At present, the legislation does not allow for the remission of interest when applying for VDP relief. Treasury has proposed that this be addressed by allowing taxpayers to also request the remittance of interest relating to the tax matters disclosed under a VDP application.
Provisional tax – tax-exempt entities
It is proposed that exempt and partially exempt entities will no longer be required to register as provisional taxpayers.
Provisional tax – penalties
Treasury has proposed a review of the penalty regime applicable to the underestimation of provisional tax.

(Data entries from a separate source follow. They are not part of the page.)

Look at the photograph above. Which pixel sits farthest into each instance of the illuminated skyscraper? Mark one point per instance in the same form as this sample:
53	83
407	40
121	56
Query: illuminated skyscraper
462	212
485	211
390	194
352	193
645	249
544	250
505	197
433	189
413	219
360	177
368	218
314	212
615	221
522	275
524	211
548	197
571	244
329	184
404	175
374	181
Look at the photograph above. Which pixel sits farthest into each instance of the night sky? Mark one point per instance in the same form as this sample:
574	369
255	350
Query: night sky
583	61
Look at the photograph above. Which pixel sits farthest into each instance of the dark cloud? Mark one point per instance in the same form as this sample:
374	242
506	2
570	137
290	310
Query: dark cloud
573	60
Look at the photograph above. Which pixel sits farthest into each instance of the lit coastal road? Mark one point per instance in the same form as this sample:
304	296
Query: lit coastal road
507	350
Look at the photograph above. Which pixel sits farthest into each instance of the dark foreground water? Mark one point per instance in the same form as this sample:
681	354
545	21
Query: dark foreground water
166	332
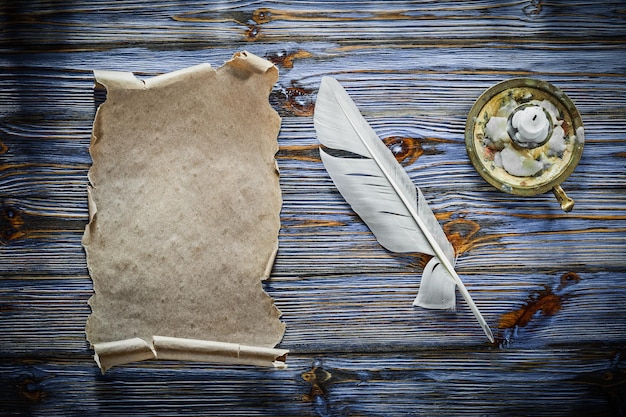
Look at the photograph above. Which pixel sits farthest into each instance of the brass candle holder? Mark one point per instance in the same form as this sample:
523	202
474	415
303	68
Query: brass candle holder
513	164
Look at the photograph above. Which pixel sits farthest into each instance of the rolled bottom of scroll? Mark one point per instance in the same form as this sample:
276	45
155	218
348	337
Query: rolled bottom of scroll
109	354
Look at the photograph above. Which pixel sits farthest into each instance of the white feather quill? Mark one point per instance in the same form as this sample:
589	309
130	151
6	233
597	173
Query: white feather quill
380	191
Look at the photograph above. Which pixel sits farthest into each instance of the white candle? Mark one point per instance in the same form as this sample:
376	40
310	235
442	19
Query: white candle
531	124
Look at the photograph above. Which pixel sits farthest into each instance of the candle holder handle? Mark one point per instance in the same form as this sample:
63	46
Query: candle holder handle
567	204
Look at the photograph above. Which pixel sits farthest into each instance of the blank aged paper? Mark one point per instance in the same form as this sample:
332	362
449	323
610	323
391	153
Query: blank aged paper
184	216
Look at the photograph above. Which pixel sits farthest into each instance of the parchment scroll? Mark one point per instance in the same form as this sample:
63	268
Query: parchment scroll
184	205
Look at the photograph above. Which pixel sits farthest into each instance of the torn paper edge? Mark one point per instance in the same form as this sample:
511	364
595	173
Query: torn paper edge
121	352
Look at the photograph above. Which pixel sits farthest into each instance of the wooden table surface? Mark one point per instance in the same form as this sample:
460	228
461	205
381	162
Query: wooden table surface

For years of assessment commencing on or after 1 March 2026, it is proposed that the R1 million taxable income cap for reliance on the “basic amount” be increased to R1,8 million.

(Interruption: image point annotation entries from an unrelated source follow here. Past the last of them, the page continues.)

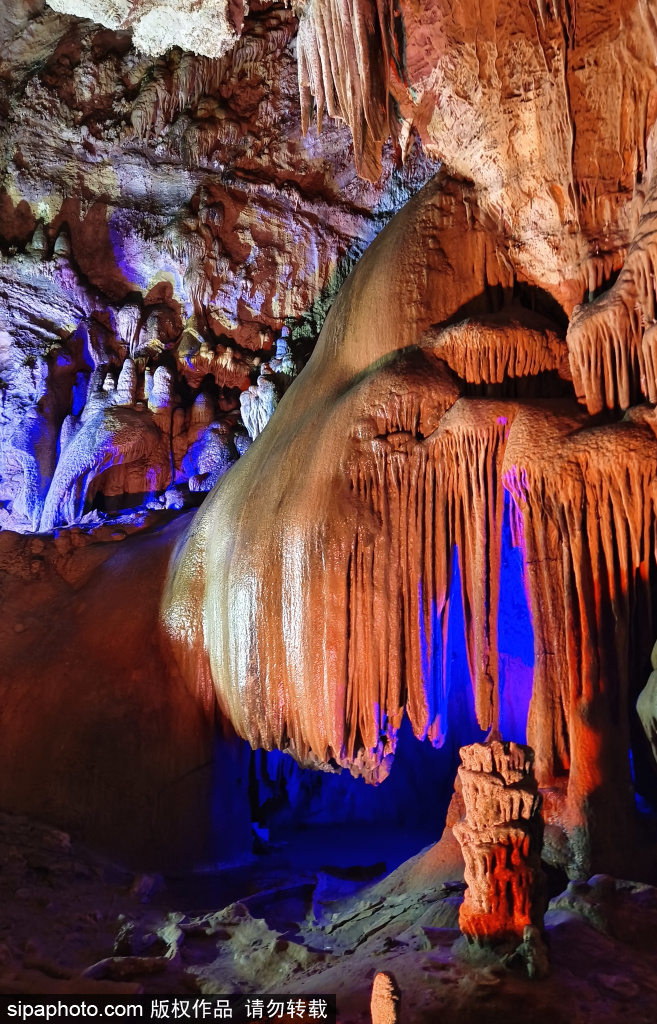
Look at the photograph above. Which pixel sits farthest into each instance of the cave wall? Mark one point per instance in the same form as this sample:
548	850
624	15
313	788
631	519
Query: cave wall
463	420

Accordingly, where estimated taxable income is less than R1,8 million, taxpayers may rely on the “basic amount” reflected on the IRP6. If no adjustment is made to the basic amount, no underestimation penalty will be imposed.
However, within the same proposal, Treasury has also clarified that where an estimate submitted to SARS is sufficient to avoid an underestimation penalty, but the related tax is not paid before year-end, the underestimation penalty may still be levied. This proposal is intended to take effect immediately.
Tax compliance status and suspension of payment
A taxpayer’s ability to conduct business is often dependent on maintaining a ‘tax compliant’ status with SARS, as suppliers may require confirmation of such status (previously referred to as a tax clearance) before engaging or continuing commercial relationships.
As is well known, SARS applies a ‘pay-now-argue-later’ principle, and failure to make payment can negatively affect a taxpayer’s compliance status. If a taxpayer disagrees with an assessment, they can file an objection and also ask for payment of the disputed debt to be suspended.
Currently, the submission of a suspension of payment request does not remedy a taxpayer’s ‘non-compliant’ status, which can significantly hinder business operations. Treasury has proposed that the legislation be amended so that a taxpayer’s status is reflected as ‘compliant’ with immediate effect for the period during which the suspension of payment request is under consideration.
It has further been proposed that, where a request for suspension of payment is rejected, the ‘compliant’ status should be maintained for the additional 10 business days provided for in the legislation.